The moment a child is born, a mother is born also.-Rajneesh
My baby is one year old today. I can’t believe it. A whole year of firsts, of laughter, of tears, and unconditional love. This week I’ve been swimming in nostalgia, and my emotions are all over the place. Motherhood has been an incredible experience, and I can honestly say it’s been the best year of my life.
For me, pregnancy was a magical time. I counted each week with excitement, feeling my baby grow from a lime to a squash to a watermelon. I remember when I felt the first flutters of movement in my stomach, and every kick thrilled me. There is such a strong connection between mother and baby in the womb, and I felt so close to my little boy during those months.
I’ve mentioned before that my baby’s birth did not go quite like I had planned, but I wouldn’t change a thing. Those first few weeks were both exhilarating and exhausting, and I feel such nostalgia when I think of them. Looking at pictures of my little newborn, I can’t believe he was ever that tiny! I had heard the phrase “babies don’t keep” several times before, but I never realized the true gravity of that statement until I had a baby of my own. I hate knowing that my boy will never have a “first smile,” or “first laugh” ever again. He has already taken his first steps and spoken his first word. I can’t get that time back, and I tear up every time I think about it.
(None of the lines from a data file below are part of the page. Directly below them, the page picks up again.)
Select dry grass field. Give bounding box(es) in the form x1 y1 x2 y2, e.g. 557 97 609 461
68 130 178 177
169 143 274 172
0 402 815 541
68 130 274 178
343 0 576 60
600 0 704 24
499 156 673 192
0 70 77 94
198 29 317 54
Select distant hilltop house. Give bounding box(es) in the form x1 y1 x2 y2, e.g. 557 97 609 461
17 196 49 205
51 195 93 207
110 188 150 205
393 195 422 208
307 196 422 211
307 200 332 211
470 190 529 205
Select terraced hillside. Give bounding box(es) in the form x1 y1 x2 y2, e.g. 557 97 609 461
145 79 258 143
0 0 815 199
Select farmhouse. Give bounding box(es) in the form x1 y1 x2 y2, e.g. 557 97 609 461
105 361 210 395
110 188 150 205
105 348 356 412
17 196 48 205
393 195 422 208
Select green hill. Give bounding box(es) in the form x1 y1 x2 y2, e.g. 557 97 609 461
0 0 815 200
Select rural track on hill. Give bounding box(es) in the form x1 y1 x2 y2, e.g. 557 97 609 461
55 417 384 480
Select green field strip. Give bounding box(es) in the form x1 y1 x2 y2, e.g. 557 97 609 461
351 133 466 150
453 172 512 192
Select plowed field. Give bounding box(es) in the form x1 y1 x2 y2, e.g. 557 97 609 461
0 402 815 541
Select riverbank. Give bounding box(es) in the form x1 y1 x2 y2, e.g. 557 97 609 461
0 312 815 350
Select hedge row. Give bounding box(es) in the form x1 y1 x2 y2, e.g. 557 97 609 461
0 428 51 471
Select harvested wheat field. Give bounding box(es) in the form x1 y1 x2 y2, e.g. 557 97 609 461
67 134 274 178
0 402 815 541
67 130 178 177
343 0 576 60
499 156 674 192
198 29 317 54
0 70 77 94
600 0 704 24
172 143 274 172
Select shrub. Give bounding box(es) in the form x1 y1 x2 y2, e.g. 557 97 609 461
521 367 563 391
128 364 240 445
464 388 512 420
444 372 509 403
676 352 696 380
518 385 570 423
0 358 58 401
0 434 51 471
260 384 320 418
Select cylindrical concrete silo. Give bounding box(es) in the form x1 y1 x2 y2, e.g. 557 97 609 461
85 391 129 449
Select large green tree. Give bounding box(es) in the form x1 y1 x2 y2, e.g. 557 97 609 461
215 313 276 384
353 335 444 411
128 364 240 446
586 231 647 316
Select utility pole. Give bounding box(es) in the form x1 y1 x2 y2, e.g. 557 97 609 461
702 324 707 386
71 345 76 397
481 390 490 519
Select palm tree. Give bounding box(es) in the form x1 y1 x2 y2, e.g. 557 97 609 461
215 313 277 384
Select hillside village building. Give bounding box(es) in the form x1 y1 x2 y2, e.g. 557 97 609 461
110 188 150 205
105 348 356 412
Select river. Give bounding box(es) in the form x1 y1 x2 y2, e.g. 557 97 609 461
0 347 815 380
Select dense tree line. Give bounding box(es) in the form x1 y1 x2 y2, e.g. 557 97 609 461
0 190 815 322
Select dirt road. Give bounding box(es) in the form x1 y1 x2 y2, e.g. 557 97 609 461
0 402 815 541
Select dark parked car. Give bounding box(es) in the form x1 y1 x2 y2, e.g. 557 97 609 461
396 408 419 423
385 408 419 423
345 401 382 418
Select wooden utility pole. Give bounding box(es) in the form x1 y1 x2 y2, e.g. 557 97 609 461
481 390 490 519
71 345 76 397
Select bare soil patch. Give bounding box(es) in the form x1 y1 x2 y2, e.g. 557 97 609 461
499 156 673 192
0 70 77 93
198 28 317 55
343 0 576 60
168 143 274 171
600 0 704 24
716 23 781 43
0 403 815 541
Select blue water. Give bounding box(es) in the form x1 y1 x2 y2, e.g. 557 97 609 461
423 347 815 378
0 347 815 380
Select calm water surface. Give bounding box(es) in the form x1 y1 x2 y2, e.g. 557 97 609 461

I have loved every minute of motherhood. There is nothing like it. Almost every night, after my boy has been asleep for a couple of hours, I sneak into his room and pick him up out of his crib just to hold him for a while. He stretches his arms, yawns, then cuddles in to me as I rock him in the rocking chair. I cherish these moments, and while I am sad about the time that has passed, I am so excited about the future and all the new moments, milestones, and experiences I will have with my sweet baby boy.